Monitoramentos realizados nas últimas semanas mostram que Hugo Motta figura entre os nomes mais criticados do Congresso nas redes sociais (Foto: Kayo Magalhaes)

Desde que assumiu o cargo, em 1º de fevereiro, o presidente da Câmara dos Deputados, Hugo Motta (Republicanos-PB), não tinha passado por um período de desgaste tão grande quantro o atual. Entreveros institucionais, controvérsias legislativas e episódios que extrapolaram o plenário o expuseram, levando a ser criticado, explicitamente ou não, por governistas e oposicionistas.
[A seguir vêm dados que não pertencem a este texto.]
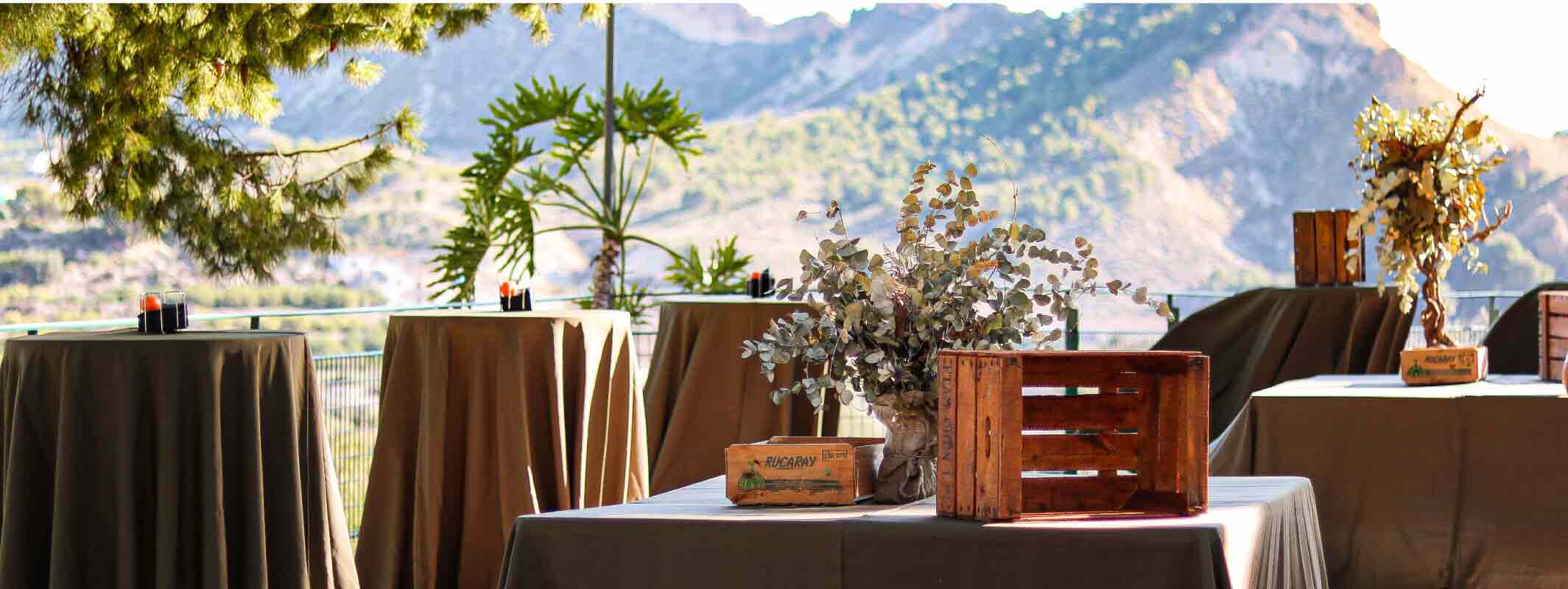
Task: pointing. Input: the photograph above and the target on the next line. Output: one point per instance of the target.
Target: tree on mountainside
(140, 102)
Monitoramentos digitais realizados nas últimas semanas mostram que ele figura entre os nomes mais criticados do Congresso nas redes sociais. A mais recente pesquisa realizada pela agência de acompanhamento e marketing digital Ativaweb, em 9 e 10 de dezembro, aponta que 72,8% das referências a Motta nas plataformas foram negativas.

O estudo identificou 7.345.109 menções relacionadas, sobretudo, à sessão de votação do Projeto de Lei da Dosimetria, marcada por tumultos, uso de força policial contra o deputado Glauber Braga (PSol-RJ), truculência e retirada de jornalistas do plenário da Câmara e interrupção do sinal da tevê institucional. Pelo levantamento, de cada 10 manifestações sobre aquele dia, somente uma não era crítica a Motta.
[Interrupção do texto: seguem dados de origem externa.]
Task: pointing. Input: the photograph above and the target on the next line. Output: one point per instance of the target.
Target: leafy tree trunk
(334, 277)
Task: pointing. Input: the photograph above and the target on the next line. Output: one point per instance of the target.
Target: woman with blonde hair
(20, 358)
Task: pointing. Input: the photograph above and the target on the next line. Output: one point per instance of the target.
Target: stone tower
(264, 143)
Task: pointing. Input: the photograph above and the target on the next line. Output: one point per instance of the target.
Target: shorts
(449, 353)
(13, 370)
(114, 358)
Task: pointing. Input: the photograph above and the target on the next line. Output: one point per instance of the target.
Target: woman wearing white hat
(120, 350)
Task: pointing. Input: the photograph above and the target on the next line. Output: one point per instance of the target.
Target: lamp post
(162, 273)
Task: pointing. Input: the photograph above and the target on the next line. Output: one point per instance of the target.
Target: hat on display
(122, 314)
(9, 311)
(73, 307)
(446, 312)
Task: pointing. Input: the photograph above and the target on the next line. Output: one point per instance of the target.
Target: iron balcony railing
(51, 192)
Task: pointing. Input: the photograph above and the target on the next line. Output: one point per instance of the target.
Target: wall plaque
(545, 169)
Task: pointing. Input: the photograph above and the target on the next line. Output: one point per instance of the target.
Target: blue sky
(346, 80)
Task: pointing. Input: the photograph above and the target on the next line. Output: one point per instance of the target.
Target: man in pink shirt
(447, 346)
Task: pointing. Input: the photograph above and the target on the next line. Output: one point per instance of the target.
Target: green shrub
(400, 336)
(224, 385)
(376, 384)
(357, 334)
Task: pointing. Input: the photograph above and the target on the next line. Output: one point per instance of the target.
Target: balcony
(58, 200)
O desgaste, porém, não se limita aos episódios da semana passada. A condução da pauta legislativa neste ano vinha sendo alvo de questionamentos. Tal como a "PEC da Blindagem", classificada, segundo setores da Casa, como "sindical" — ou seja, que interessavam apenas a um grupo de parlamentares. A proposta de emenda à Constituição que ampliava ainda mais as garantias aos congressistas contra investigações da Polícia Federal foi criticada até mesmo pelo presidente do Senado, Davi Alcolumbre (União-AP), que à época disse que a matéria não seria aprovada na Casa. À rejeição, somaram-se as manifestações de 21 de setembro, em várias cidades do país, que serviram para acelerar o sepultamento do texto.

Na sequência, nova polêmica envolvendo Motta, ainda por causa da PEC. Em meados de outubro, ele acionou judicialmente o Sindicato dos Trabalhadores Federais da Educação Básica, Profissional e Tecnológica da Paraíba (Sintef-PB) por ter espalhado outodoors por João Pessoa, reduto eleitoral do parlamentar, com fotos do presidente da Câmara acompanhadas das frases como: "Eles votaram sim para proteger políticos que cometeram crimes" e "O povo não vai esquecer isso". Na queixa-crime contra o dirigente sindical José de Araújo Pereira, na 4ª Vara Federal da Paraíba, o deputado exigiu a retirada da propaganda.

Desconfiança

Mas mesmo antes da sessão de quarta-feira, que aprovou o PL da Dosimetria, Motta era visto com desconfiança pelo Palácio do Planalto. Apesar de ter recebido a segunda maior votação para uma presidência da Câmara — 444 votos favoráveis, ficando atrás apenas de seu padrinho político, Arthur Lira (PP-AL), que recebeu 464 votos, em 2023 —, o presidente Luiz Inácio Lula da Silva manifestou, dias antes do pleito, dúvidas sobre a experiência do deputado para ocupar um cargo de tal magnitude. Chegou a expressar tal receio em conversas com a então presidente do PT, Gleisi Hoffmann (PT-PR), e com o líder da bancada na Câmara à época, Odair Cunha (PT-MG). Mesmo assim, Motta foi eleito com um arco de alianças da esquerda à direita, incluindo os antagônicos PT e PL.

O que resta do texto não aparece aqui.